İnegazi Çimento Fabrikası
Bursa Çimento’nun havaya, toprağa verdiği zararlara karşı şikayetler giderek artarken, Kestel bölgesinde fabrikaya tepkiler yükselirken şimdi de İnegazi’ye Çimento Fabrikası kurulmak isteniyor. İlke Çimento A.Ş. tarafından Nilüfer/ İnegazi’ye 125 milyon dolarlık bir yatırım ile Çimento Fabrikası kurulmasına ilişkin ÇED raporu geçen yıl Çevre ve Şehircilik Bakanlığı tarafından onaylanmıştı. Bursa’daki STK ve odalar karara itiraz etmiş, yürütmeyi durdurma davası açmışlardı.
24 Haziran 2014’te Çevre ve Şehircilik Bakanlığı fabrika yapılması düşünülen bölgeyi “sanayi alanı” ilan eden plan değişikliğini yaparak askıya çıkardı. Bursa halkının, STK ve odaların, Bursa Büyükşehir Belediyesi ve Nilüfer Belediyesi’nin onayı alınmadan verilen bu karar Bursa’da büyük tepki yarattı.

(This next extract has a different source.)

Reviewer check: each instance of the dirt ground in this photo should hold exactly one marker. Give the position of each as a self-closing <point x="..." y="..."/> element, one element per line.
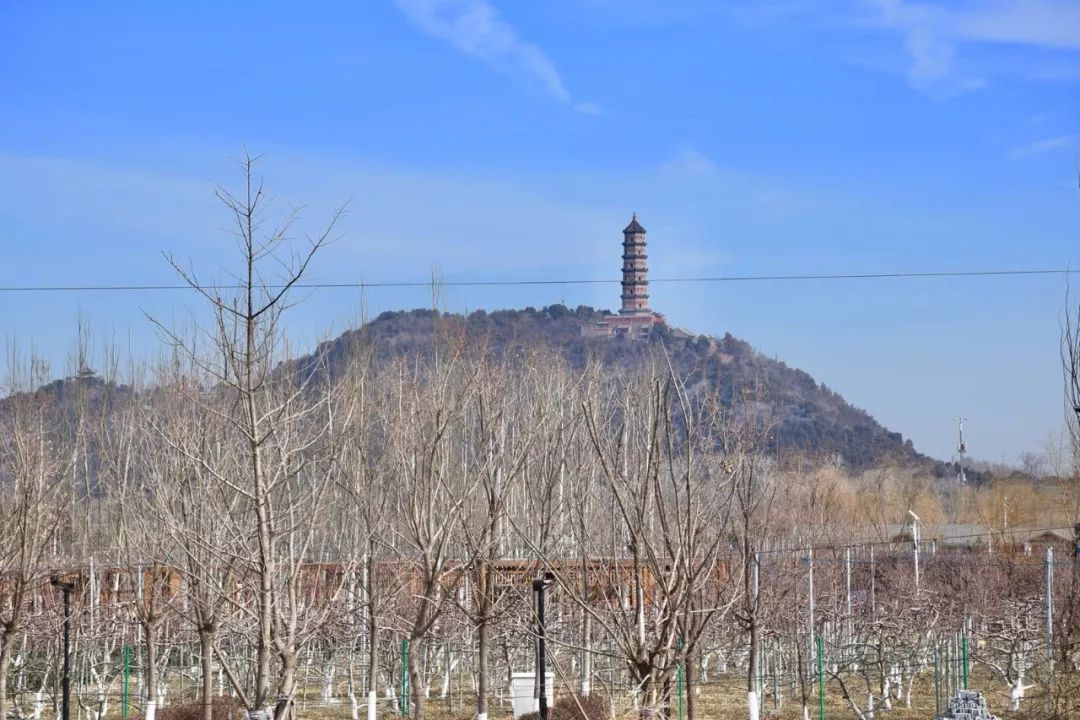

İnegazi, Nilüfer ilçesine bağlı bir köy iken yeni yasa ile mahalle haline getirilmiş, küçük bir yerleşim yeri. Tarım ve hayvancılık ile geçinen halk tarlalarını ve hayvanlarını satarak İnegazi’yi terk ediyor. Çilek, fasulye tarlaları birer birer yok oluyor. Çimento fabrikası yapılacak olursa sadece İnegazi değil, yörede diğer yerleşim yerlerinde de tarım ve hayvancılık yok olacak, Nilüfer ve hatta Bursa’nın havası daha da kirlenecek.
Kral Midas’a ait bir efsane var. Tanrı Kral Midas’ın duasını kabul ederek tuttuğu her şeyin altın olmasını sağlamış. Ancak bu kez de Midas yiyecek bir şey bulamadığı için aç kalmış. Evet, biz de her yere fabrika, maden ocağı, baraj, köprü vb yapıyoruz ama bu gidişle yiyecek sebze, meyve, tahıl bulamayacağız.
Kızılderili deyişiyle “Son ırmak kuruduğunda, son ağaç yok olduğunda, son balık öldüğünde beyaz adam paranın yenmeyen bir şey olduğunu anlayacak”.